The U.S. Senate on Thursday afternoon voted to approve the confirmation of Rep. John Ratcliffe (R-TX) as the next director of national intelligence by a party-line vote of 49-44.

The vote comes after the Senate Intelligence Committee approved for Ratcliffe to take over the intelligence post from acting DNI Richard Grenell by an 8-7 vote. Under Grennell’s tenure, the U.S. official declassified a list of names of Obama administration officials who allegedly requested the “unmasking” of former Trump National Security Advisor Michael Flynn’s identity.

Ahead of the upper chamber’s vote, Senate Majority Leader Mitch McConnell (R-KY) issued a statement lauding Ratcliffe.

“Today, we’ll confirm the next Director of National Intelligence. John Ratcliffe will lead the Intelligence Community in countering threats from great powers, rogue nations, and terrorists — and ensuring that work is untainted by political bias,” said McConnell.

Ratcliffe, 54, has represented Texas’s 4th District since 2015 and has been a member of the House intelligence committee. He is a former U.S. attorney, federal terrorism prosecutor and mayor of Heath, Texas.

The director of national intelligence leads inter-agency cooperation between 16 agencies of the U.S. intelligence community.

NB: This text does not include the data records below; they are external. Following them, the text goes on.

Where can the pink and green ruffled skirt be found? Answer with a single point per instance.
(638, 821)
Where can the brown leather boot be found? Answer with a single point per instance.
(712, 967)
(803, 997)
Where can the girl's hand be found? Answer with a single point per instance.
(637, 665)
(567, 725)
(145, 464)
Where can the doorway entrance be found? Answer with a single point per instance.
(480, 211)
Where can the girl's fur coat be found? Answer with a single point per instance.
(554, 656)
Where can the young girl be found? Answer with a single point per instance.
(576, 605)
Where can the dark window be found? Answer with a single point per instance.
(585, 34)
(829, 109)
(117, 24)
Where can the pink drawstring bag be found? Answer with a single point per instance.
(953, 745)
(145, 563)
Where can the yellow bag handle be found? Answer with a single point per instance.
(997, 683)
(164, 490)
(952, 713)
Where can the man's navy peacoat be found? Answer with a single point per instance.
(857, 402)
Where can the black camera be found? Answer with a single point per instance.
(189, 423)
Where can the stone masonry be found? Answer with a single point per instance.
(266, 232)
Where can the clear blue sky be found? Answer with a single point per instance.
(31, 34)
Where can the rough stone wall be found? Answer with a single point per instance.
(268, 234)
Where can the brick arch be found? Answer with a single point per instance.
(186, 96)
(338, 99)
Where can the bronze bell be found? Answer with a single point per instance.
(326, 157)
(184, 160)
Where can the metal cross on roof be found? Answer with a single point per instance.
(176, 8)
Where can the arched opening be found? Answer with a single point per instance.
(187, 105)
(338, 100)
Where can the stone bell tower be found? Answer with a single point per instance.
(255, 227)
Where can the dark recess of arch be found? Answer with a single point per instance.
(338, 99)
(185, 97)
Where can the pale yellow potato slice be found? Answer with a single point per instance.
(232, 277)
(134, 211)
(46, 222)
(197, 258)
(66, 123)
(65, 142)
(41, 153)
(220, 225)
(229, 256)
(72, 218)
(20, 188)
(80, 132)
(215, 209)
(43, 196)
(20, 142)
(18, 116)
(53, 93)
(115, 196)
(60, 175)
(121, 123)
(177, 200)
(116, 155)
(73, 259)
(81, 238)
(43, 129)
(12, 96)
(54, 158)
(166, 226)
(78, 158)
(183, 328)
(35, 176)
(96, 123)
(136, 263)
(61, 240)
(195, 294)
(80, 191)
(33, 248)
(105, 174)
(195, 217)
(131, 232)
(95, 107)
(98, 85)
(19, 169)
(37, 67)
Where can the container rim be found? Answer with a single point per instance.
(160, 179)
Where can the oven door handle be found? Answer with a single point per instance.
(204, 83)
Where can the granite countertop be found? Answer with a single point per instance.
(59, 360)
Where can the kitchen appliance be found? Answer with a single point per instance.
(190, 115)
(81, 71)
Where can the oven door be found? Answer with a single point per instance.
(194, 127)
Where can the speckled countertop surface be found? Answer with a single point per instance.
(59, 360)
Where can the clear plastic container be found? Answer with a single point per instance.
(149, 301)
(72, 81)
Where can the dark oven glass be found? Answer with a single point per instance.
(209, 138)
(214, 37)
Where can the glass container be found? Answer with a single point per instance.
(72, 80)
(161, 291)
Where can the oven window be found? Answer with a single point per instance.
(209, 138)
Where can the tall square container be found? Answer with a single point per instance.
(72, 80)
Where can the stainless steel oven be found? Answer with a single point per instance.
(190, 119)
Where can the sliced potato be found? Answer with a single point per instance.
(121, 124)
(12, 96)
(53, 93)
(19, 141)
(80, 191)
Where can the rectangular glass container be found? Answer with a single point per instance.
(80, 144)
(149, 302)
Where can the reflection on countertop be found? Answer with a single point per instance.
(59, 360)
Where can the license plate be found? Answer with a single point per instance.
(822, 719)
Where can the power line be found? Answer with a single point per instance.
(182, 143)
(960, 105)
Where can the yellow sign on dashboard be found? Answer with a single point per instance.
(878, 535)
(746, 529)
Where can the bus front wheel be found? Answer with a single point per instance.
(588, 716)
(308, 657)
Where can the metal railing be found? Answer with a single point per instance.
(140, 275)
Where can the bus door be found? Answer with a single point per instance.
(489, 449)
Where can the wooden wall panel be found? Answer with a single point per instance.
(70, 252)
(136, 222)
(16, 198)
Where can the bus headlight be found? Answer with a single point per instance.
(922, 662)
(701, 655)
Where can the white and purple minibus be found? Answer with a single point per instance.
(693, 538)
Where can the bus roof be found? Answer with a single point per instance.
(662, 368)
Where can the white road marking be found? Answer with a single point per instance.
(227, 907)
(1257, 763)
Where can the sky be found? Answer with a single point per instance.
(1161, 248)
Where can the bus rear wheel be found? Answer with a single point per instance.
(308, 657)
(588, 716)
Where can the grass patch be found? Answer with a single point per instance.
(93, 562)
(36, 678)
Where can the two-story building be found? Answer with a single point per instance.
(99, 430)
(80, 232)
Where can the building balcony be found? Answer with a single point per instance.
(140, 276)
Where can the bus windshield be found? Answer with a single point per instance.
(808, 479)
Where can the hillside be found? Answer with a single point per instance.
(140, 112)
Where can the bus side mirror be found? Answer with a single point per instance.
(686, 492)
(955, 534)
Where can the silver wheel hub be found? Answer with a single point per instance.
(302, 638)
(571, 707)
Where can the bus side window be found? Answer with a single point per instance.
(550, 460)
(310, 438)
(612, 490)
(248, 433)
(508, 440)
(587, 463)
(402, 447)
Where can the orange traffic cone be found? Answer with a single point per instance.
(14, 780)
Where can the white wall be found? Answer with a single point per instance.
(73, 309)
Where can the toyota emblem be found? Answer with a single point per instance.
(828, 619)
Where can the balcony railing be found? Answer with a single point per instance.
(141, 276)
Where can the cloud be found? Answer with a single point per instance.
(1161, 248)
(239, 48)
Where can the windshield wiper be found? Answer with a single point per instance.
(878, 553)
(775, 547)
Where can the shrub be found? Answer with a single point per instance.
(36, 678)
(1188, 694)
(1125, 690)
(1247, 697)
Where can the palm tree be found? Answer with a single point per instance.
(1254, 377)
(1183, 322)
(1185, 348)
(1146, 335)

Ratcliffe said earlier this month his primary focus is China and the origins of the coronavirus outbreak. He also said he won’t allow politics to interfere with his duties as top U.S. intelligence chief.

Ratcliffe would be the first permanent director of national intelligence since Dan Coats resigned last July.

This week’s vote occurred under new leadership on the Senate intelligence committee. Sen. Marco Rubio (R-FL) is now acting chairman after replacing Sen. Richard Burr (R-NC), who resigned last week amid an FBI investigation into whether he broke the law when he sold off shares of stock early during the coronavirus crisis.

The UPI contribute to this developing report.